Teague v. Insurance Co., 200 N.C. 450, 157 S.E. 421 (1931), on
the other hand, presents a fact situation analogous to the instant
case. In Teague, the insured held a life insurance policy whose
terms provided that the insured could change the designated
beneficiary by submission of notice in writing to the company, with
the change to be effective only when endorsed hereon by the
company. The insured submitted written documents changing the
beneficiary of his life insurance policy, and these documents were
forwarded from the local agency to the home office. However, they
were neither received by the home office, nor endorsed by the
company, before the insured's death. The North Carolina Supreme
Court held that there had been substantial compliance by the
insured, and that the change of beneficiary would be given effect.

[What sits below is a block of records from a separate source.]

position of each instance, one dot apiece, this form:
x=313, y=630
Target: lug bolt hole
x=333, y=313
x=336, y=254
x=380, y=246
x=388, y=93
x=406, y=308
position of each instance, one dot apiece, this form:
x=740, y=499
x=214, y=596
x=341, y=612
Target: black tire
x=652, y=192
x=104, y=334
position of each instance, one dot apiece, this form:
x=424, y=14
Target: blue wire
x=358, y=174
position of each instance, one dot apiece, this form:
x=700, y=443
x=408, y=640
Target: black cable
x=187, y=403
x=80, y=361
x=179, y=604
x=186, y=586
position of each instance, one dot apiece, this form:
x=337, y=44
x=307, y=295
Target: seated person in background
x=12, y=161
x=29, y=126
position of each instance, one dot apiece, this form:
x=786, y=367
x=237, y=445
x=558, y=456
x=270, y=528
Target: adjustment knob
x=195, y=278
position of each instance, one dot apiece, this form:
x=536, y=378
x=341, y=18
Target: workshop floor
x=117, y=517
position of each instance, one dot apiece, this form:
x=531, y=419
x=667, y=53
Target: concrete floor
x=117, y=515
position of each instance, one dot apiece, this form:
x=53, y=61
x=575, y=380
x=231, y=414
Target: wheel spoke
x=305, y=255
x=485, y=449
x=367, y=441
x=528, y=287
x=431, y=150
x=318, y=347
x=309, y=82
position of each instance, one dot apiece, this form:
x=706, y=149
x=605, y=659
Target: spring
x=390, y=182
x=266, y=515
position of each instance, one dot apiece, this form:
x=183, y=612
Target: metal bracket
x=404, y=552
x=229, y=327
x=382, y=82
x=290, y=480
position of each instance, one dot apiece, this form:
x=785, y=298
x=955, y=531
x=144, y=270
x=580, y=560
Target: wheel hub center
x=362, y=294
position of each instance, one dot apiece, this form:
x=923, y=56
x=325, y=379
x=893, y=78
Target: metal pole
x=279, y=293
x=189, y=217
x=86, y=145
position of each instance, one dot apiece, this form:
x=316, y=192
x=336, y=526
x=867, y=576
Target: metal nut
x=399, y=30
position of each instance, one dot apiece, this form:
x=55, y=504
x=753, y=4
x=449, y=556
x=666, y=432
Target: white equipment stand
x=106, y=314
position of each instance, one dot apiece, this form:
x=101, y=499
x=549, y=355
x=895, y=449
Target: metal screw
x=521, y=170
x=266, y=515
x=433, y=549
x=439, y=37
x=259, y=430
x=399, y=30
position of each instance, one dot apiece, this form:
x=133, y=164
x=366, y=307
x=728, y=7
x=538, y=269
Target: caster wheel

To summarize, before the doctrine of substantial compliance
may be applied, the policy owner must himself take affirmative
steps to change the beneficiary, must substantially fulfill the
actions required on his part to accomplish the change, must
communicate these efforts to an agent of the insurer, and must do
so in his lifetime.
We conclude that Adams, the policy owner, delivered a
completed and signed change of beneficiary form to an insurance
agent during his lifetime. We further conclude that there wasnothing further that Adams might do to accomplish a change of
beneficiary, and that the acts remaining to finalize the change
were ministerial. Accordingly, we hold that Adams substantially
complied with the procedural requirements for change of
beneficiary, and that Adams's change of beneficiary should be given
effect.
For the reasons discussed above, we hold that the trial court
did not err in its grant of summary judgment in favor of the
plaintiff, and, accordingly, we affirm the trial court's order
awarding summary judgment in her favor.
Affirmed.
Judges MCGEE and TIMMONS-GOODSON concur.